CINCINNATI (CN) — An Ohio man convicted of murder in 1986 is intellectually disabled and therefore cannot be executed based on Supreme Court precedent, a unanimous Sixth Circuit panel ruled Wednesday.
In an unsigned opinion vacating his death sentence, the appeals court held that no one “could reasonably deny” that Danny Hill, who was convicted of the murder of 12-year-old Raymond Fife, is intellectually disabled.
Hill had already been convicted of two rape counts by the time he was 17, struggled with academics for most of his life and had an IQ of between 55 to 68 at the time he was tried for Fife’s murder, according to the ruling.
Despite the testimony of psychological experts at mitigation hearings and a determination that he had significant adaptive defects, Hill was sentenced to death because at the time there were no legal barriers to the execution of intellectually disabled inmates.
The nation’s high court changed that with its 2002 decision in Atkins v. Virginia, in which the justices held 6-3 that such executions constitute cruel and unusual punishment under the Eighth Amendment.
Hill’s original petition for a writ of habeas corpus was rejected by U.S. District Judge John Adams in 2014 when the George W. Bush appointee ruled Hill was not intellectually disabled.
The Sixth Circuit reversed, but that reversal was sent to the Supreme Court, where it was determined the appeals court had applied the improper standard, which led to the most recent set of arguments last December.
Atkins allows states to set forth their own standards for the determination of intellectual disabilities, and the Ohio court system held that Hill did not exhibit “significant adaptive limitations,” one of three requirements under its set of standards.
In Wednesday’s decision, the Cincinnati-based appeals panel found the lower court “veered off track” when it limited its analysis to Hill’s behavior following his arrest and conviction.
“Focusing mostly on Hill’s interactions with law enforcement, prison officials, and the courts, the Ohio courts discounted extensive past evidence of intellectual disability – including multiple diagnoses of intellectual disability, and numerous comments on Hill’s adaptive deficiencies made while Hill was in school,” the ruling states.

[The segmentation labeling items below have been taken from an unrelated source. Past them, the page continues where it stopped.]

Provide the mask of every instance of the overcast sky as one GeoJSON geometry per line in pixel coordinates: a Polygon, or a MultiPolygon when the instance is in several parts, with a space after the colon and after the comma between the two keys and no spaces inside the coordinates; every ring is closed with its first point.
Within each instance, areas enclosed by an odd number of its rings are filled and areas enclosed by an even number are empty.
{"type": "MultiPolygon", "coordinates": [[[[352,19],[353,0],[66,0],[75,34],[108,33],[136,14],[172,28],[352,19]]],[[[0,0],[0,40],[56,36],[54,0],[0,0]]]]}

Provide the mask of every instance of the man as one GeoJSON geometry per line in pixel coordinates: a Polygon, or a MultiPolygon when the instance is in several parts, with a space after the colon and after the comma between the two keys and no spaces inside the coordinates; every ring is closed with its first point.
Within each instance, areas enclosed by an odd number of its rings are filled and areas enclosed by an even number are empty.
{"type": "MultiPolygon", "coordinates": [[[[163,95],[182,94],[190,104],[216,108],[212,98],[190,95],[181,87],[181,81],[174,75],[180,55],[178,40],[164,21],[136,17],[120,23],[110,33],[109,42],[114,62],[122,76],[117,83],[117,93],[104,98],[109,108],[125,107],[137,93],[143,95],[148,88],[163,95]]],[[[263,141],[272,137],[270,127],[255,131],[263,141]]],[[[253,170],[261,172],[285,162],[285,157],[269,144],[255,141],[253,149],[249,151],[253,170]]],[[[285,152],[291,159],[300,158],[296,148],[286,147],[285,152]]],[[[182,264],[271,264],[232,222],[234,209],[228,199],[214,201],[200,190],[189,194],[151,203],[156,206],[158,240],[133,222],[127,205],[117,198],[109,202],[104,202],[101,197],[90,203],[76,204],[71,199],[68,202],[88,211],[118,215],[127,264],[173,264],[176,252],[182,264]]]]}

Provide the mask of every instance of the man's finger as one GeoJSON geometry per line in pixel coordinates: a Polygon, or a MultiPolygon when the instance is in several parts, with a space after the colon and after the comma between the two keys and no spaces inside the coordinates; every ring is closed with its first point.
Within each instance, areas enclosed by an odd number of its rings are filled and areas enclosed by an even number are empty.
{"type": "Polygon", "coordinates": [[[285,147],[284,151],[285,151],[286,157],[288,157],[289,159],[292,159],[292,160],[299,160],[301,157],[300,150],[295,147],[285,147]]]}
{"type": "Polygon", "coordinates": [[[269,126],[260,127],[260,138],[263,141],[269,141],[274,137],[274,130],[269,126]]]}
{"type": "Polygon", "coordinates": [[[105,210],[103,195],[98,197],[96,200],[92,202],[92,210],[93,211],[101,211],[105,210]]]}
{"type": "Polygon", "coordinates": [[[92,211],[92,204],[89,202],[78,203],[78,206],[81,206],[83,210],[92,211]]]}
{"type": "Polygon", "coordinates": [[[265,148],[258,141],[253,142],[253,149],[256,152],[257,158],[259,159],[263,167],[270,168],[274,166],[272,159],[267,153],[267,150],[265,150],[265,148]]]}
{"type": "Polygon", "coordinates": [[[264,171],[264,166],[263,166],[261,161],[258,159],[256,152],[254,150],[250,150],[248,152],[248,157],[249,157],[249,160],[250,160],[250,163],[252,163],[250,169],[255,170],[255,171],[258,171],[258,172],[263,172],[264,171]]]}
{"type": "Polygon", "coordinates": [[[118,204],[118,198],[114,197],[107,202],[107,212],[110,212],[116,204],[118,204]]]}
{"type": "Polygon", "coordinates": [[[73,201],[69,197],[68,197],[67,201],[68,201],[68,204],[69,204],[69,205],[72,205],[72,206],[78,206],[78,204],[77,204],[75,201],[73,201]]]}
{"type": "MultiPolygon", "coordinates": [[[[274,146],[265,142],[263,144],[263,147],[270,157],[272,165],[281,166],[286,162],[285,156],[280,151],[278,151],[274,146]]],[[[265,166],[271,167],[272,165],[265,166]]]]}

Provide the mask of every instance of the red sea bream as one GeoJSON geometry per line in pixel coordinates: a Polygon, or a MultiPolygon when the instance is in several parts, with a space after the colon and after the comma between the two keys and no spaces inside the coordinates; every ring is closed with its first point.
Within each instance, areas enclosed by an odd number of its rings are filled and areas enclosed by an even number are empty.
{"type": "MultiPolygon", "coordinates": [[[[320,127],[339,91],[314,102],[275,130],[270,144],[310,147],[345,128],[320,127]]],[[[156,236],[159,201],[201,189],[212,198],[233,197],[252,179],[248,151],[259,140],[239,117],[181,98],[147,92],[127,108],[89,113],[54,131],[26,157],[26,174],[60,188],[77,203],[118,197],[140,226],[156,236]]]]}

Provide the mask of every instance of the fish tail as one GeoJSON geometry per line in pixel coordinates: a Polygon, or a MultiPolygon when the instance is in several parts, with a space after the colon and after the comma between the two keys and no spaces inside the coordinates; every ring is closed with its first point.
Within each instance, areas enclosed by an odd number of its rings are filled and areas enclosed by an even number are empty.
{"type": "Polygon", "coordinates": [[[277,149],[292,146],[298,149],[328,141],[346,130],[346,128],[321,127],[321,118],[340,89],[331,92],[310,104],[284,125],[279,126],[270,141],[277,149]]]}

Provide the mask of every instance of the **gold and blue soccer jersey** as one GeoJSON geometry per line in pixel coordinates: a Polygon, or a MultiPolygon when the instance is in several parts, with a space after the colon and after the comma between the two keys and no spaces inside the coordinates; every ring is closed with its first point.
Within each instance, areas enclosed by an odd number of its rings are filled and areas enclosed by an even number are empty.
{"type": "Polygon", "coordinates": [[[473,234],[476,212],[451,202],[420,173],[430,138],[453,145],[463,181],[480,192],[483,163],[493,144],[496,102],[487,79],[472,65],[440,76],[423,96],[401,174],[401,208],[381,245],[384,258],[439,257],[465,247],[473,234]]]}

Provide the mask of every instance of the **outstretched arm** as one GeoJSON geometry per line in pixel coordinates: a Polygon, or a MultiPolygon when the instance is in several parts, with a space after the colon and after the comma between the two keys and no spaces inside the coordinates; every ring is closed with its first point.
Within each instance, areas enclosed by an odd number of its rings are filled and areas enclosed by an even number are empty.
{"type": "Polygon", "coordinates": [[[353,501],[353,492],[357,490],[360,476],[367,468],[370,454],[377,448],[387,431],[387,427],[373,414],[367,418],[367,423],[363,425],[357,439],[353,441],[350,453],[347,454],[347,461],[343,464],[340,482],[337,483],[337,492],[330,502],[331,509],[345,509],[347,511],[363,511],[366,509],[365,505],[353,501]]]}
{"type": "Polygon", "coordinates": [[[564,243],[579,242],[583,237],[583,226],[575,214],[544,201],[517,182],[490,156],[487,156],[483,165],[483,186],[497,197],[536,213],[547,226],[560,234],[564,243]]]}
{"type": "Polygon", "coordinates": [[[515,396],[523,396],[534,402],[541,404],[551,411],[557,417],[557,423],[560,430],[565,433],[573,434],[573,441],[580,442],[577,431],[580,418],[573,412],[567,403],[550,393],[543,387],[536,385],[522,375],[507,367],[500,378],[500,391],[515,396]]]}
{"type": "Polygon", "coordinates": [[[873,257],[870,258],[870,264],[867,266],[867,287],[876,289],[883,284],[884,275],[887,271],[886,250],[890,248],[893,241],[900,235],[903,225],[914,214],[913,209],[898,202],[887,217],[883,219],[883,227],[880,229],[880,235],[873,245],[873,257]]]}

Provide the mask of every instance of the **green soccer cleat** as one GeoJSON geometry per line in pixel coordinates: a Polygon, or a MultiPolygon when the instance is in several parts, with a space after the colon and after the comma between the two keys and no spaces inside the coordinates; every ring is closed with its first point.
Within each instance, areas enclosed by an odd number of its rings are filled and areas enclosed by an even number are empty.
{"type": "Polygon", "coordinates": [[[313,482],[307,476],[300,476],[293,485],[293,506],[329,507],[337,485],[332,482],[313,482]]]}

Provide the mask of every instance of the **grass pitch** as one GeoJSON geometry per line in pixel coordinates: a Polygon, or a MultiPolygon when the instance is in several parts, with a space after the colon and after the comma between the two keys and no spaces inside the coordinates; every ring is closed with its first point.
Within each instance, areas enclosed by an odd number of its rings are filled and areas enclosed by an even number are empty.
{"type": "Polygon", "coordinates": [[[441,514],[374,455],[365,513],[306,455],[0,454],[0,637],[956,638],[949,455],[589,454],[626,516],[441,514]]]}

It continued, “The two experts who concluded that Hill did not exhibit significant adaptive defects did the same. In the few instances where the Ohio courts did confront Hill’s school records, they misrepresented the contents.”
The court cited Hill’s participation in special education classes for the entirety of his school career, his failure to know his own age when he was 6, and the inability to master basic self-control skills by the age of 14 as credible evidence of his adaptive deficiencies.
The panel was also critical of the lower court’s reliance on expert testimony provided by two doctors regarding Hill’s behavior on death row, which it called a “segregated, highly structured and regulated environment” that can often mask an inmate’s functional capabilities.
“Having set their gaze on Hill’s interactions with prison, court, and police officials, Drs. Olley and Huntsman said next to nothing about the substantial evidence in the record both from his time in school and in prison that Hill was easily led, struggled to communicate, and struggled to read,” the opinion states.
The panel called the state courts’ misrepresentation of facts about Hill’s education and self-care habits “troubling,” and accused them of cherry-picking facts to downplay his intellectual disabilities.
“This is not a case,” the opinion said, “where evidence of intellectual disability comes out after conviction. Hill was diagnosed as intellectually disabled from a very young age. He attended special education classes. He could not be counted on to bathe. Yet, the Ohio courts were impressed by his ability to incriminate himself to the police and to rehash a scripted story in a cloak of competency. … There is no getting around it — Hill is intellectually disabled. To deny the obvious is unreasonable.”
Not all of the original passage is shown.